На следующий день в местечке Пинма недалеко от Босэ на своем 1-м съезде крестьянские, рабочие и солдатские депутаты от одиннадцати уездов и пяти деревень избрали Советское правительство района верховьев реки Юцзян под председательством коммуниста Лэй Цзинтяня. После чего объявили о конфискации всех земель "помещиков"-дичжу, а также имущества так называемых "контрреволюционеров". К последним - практически в обход решений VI съезда, но под давлением пауперов и люмпенов - они прежде всего причислили "богатых крестьян" (фунун). Позже и Дэн Сяопин, и Чэнь Хаожэнь признавали, что, не имея формального "партийного" права отбирать земли фунун, которых, правда, в верховьях реки Юцзян было немного, они специально ввели в обращение эвфемизм "контрреволюционеры". Конфискованная земля национализировалась и передавалась советам с последующим уравнительным распределением между безземельными и малоземельными сельскими жителями без права ее дальнейшей купли-продажи. Социалистическая революция в Босэ продолжалась, с каждым днем радикализируясь.
Все более левацкой становилась и политика Политбюро, испытывавшего непрерывное давление со стороны Москвы и Дальневосточного бюро Исполкома Коминтерна в Шанхае. В ноябре 1929 года вожди Компартии Китая оказались наконец вынуждены опубликовать письмо Политсекретариата Исполкома Коминтерна по крестьянскому вопросу, так как глава Дальбюро Игнатий Рыльский все время требовал от них дать указание коммунистам на местах арестовать "всех феодалов, джентри [шэньши], помещиков, кулаков, генералов".
Но в начале декабря Рыльский вновь выразил недовольство руководству компартии, которое, по его словам, "очень часто отклоняется от большевистской линии". На этот раз он раскритиковал партийных вождей за то, что те давали якобы "неясные и неправильные" директивы гуансийскому комитету в отношении генерала Юй Цзобо и других "национал-реформаторов". С точки зрения Рыльского, с генералом Юем и ему подобными "милитаристами" не следовало вообще разговаривать. Иными словами, Дальбюро оценило работу Дэна по "единому фронту" в Гуанси как в целом ошибочную. И хотя с этими обвинениями Политбюро, конечно, не согласилось, игнорировать их оно тоже не имело права.
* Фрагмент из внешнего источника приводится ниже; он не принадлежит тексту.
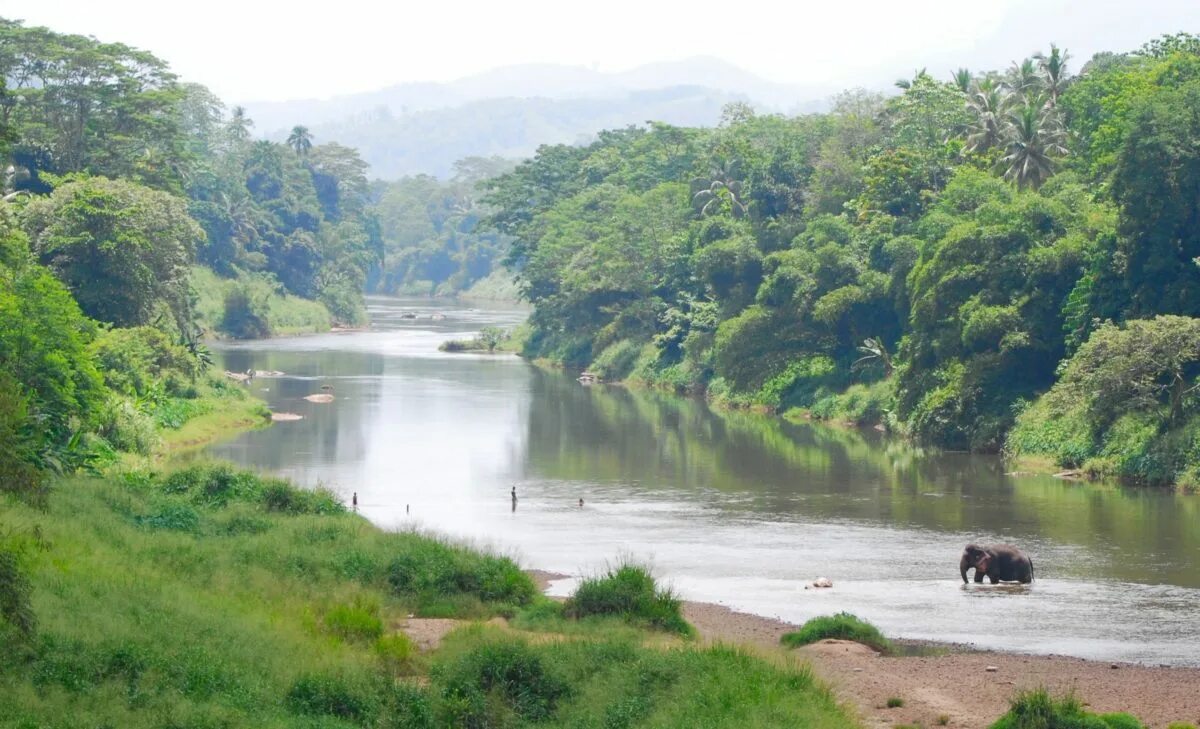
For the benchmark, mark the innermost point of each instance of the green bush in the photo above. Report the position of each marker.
(617, 360)
(396, 652)
(1038, 710)
(19, 449)
(17, 619)
(245, 313)
(281, 496)
(496, 680)
(324, 694)
(217, 485)
(841, 626)
(358, 620)
(629, 591)
(430, 568)
(133, 361)
(179, 517)
(126, 428)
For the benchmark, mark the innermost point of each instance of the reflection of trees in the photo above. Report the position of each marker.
(328, 433)
(774, 467)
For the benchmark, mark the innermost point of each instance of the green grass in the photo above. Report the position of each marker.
(841, 626)
(214, 597)
(1038, 710)
(286, 314)
(486, 678)
(629, 591)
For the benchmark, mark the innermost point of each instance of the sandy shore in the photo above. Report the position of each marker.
(958, 686)
(953, 687)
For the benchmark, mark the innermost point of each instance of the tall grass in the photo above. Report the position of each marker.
(187, 600)
(1038, 710)
(841, 626)
(629, 591)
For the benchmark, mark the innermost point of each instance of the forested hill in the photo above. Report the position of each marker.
(424, 128)
(984, 260)
(124, 179)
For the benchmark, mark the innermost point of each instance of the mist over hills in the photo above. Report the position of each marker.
(424, 127)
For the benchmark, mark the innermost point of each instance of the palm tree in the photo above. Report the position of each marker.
(988, 102)
(719, 187)
(1024, 78)
(1054, 72)
(875, 350)
(239, 124)
(300, 140)
(963, 79)
(1035, 138)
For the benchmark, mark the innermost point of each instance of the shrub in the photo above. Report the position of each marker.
(411, 709)
(617, 360)
(841, 626)
(427, 567)
(333, 696)
(217, 485)
(126, 428)
(355, 621)
(179, 517)
(282, 496)
(1038, 710)
(19, 474)
(246, 315)
(505, 672)
(629, 591)
(214, 483)
(396, 652)
(17, 619)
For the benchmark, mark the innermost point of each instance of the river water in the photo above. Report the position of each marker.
(736, 508)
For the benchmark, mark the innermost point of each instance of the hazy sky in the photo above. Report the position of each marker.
(249, 49)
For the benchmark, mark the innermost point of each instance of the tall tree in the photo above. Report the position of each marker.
(1033, 140)
(300, 140)
(121, 248)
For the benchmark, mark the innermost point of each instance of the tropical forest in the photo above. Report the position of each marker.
(667, 425)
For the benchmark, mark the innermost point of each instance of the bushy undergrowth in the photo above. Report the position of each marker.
(629, 591)
(1038, 710)
(202, 604)
(1125, 407)
(841, 626)
(438, 572)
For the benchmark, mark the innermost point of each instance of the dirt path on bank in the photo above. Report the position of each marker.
(958, 686)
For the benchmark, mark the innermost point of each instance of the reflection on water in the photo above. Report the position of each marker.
(731, 507)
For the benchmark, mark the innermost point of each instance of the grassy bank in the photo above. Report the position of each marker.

Тем более что обострение борьбы с "правыми" в ВКП(б) привело, естественно, к радикализации не только политики Коминтерна в аграрно-крестьянском вопросе в Китае, но и всей тактической линии Исполкома Коминтерна в национально-освободительном движении, о чем недвусмысленно дал понять проходивший в Москве в июле 1929 года 10-й пленум Исполкома Коминтерна. Резолюции этого форума, полученные в Шанхае в конце сентября, были буквально заострены против "правой опасности", якобы грозившей всем коммунистическим партиям. Пленум посчитал главной ошибкой "правых" то, что они отказывались видеть "симптомы нового революционного подъема" в мире.
"Правильность" установок пленума "подтвердилась" довольно скоро: в конце октября 1929 года рухнула Нью-Йоркская биржа, в результате чего капиталистический мир охватила Великая депрессия. В коммунистов всего мира она вселила новые надежды на неизбежный крах мирового капитализма. В середине декабря в Шанхае получили очередное письмо Политсекретариата Исполкома Коминтерна, составленное 26 октября, как раз тогда, когда мировой финансовый рынок начало лихорадить. В письме подчеркивалось, что Китай вступил "в полосу глубочайшего общенационального кризиса", а потому "главной опасностью внутри партии в настоящее время являются правые оппортунистические настроения".